Says our lead programmer: "The new parallel collections are amazing!"
nice to hear that. parallel computing is the reason i choose scala.
> parallel computing is the reason i choose scala.

What?

He said, "parallel computing is the reason [he] chose Scala."

That help? ;-)

I don't think said person of discussion understand what parallelism is. :\",
This to me is amazing in it's brevity:

  //Uses 4 threads
  (1 to 4).par.foreach(x => /*some long computation*/ }
I'd love to see how other languages can do it more tersely with their standard libraries.
In haskell you could write something like this: parMap rseq (\x->/some long computation/) [1..4]

using the standard Control.Parallel.Strategies library (use rwhnf instead of rseq unless you are using v3).

In python:

  from multiprocessing import Pool
  p = Pool(4) # 4 worker threads
  p.map(somefunc, someiter)
Not sure if this is apples-to-apples. Regardless, I'm always skeptical of the behavior of threaded code, even if it's embarrassingly parallel stuff that is divided among workers.
Unfortunately the multiprocessing module is a lot less efficient in many cases.
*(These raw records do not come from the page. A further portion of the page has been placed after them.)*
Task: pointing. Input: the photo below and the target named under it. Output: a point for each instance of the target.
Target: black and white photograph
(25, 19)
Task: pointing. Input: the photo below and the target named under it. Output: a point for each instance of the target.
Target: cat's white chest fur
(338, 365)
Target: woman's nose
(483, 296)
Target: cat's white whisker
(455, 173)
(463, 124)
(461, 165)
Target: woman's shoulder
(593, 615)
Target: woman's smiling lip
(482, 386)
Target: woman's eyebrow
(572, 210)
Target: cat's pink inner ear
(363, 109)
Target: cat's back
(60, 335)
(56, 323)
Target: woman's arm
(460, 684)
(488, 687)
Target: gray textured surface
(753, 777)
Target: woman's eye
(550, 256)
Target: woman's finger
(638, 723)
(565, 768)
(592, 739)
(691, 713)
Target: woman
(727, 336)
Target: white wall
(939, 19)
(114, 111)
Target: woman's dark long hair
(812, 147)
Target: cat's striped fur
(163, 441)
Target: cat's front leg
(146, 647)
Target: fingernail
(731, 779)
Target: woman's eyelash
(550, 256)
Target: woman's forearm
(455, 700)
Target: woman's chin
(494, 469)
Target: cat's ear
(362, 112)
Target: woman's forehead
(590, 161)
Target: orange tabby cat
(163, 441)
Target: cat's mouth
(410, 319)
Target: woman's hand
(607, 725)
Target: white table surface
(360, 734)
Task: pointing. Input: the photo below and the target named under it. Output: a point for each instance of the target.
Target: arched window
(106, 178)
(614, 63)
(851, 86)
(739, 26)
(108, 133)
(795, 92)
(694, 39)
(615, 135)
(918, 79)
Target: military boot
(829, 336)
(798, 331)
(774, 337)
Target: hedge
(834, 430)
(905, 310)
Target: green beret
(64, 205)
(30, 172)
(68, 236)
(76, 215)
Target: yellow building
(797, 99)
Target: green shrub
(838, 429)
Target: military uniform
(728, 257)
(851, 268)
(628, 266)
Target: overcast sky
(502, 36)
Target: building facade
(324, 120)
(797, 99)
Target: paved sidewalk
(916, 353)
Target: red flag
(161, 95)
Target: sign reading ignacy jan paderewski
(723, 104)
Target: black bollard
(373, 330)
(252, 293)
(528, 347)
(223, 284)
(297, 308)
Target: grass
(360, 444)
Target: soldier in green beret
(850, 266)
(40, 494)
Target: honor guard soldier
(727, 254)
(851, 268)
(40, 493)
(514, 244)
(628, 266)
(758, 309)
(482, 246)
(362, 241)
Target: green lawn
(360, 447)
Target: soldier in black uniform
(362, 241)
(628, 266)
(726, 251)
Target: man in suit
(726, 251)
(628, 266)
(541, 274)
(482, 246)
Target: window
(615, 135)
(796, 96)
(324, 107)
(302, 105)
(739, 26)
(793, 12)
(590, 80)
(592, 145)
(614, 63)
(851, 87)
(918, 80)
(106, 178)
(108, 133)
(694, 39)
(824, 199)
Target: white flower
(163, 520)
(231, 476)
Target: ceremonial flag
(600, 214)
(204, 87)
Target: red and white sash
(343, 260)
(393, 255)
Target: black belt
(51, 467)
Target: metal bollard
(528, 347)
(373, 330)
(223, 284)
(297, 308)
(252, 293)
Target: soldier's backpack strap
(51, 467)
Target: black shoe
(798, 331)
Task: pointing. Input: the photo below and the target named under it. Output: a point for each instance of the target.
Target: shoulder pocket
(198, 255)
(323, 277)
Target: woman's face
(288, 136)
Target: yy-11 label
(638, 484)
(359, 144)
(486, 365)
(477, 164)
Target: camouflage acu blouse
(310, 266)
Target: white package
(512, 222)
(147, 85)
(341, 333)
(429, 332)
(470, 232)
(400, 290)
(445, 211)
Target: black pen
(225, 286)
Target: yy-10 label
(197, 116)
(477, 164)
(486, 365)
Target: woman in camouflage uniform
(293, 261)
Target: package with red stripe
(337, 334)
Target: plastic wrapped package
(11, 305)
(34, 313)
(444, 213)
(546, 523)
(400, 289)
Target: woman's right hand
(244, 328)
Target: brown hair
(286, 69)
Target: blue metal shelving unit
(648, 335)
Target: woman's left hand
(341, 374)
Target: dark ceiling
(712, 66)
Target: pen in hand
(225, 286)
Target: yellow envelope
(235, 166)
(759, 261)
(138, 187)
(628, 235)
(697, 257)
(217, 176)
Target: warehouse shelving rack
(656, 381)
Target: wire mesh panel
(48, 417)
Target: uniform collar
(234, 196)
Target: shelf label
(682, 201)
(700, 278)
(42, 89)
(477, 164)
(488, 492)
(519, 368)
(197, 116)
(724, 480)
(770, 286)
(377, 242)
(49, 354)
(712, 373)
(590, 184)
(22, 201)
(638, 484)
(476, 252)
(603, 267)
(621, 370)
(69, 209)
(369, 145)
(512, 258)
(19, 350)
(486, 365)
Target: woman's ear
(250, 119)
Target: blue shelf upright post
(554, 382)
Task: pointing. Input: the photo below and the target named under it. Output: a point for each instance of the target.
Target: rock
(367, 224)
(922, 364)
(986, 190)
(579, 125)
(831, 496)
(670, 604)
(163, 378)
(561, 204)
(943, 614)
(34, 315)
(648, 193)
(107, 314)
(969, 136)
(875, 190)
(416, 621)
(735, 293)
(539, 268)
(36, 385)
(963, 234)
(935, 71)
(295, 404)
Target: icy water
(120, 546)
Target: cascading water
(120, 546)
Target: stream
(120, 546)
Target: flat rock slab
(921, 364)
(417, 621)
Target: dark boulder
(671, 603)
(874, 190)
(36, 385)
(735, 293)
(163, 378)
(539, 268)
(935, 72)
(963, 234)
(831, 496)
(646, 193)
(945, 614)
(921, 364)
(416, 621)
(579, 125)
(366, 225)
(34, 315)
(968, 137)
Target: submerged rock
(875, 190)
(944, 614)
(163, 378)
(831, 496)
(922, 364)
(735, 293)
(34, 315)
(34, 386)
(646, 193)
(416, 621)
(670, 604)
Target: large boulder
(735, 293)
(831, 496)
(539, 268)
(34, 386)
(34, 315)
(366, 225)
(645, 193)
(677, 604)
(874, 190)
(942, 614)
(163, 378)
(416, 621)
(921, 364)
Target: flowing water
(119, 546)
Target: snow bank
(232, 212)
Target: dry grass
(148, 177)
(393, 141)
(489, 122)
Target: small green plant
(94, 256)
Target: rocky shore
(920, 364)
Scala doesn't have to copy the entire collection across process boundaries or launch the runtime multiple times. (In this particular rather trivial example it doesn't matter much because an Int range is used). I'm afraid Python is losing out in the parallel world due to the GIL as more CPU cores become the norm.
anyone know when the pace of evolution of scala will drop?
how could that possibly be known? Hopefully never, if you ask me.
for what it's worth, there's nothing magical (or random) about computer languages - they tend to become more stable over time because they (1) reach some level of internal consistency and (2) become more popular (pressure for backwards consistency).

so yes, it probably is possible to answer this question to some degree if you've been watching scala grow. i haven't, which is why i asked.

I see only library changes in this announcement, so apparently the language itself is rather stable.
I really hate that their collection joining method is called `mkString` instead of `join` like it is in C#, JavaScript, Python, Ruby, and others.
I don't hate it as such, but it did make me do a double-take to figure it out.

THAT part of it I hate; we, as programmers, often rely far too heavily and broadly on mapping what we see to what it means. Call stuff what it is.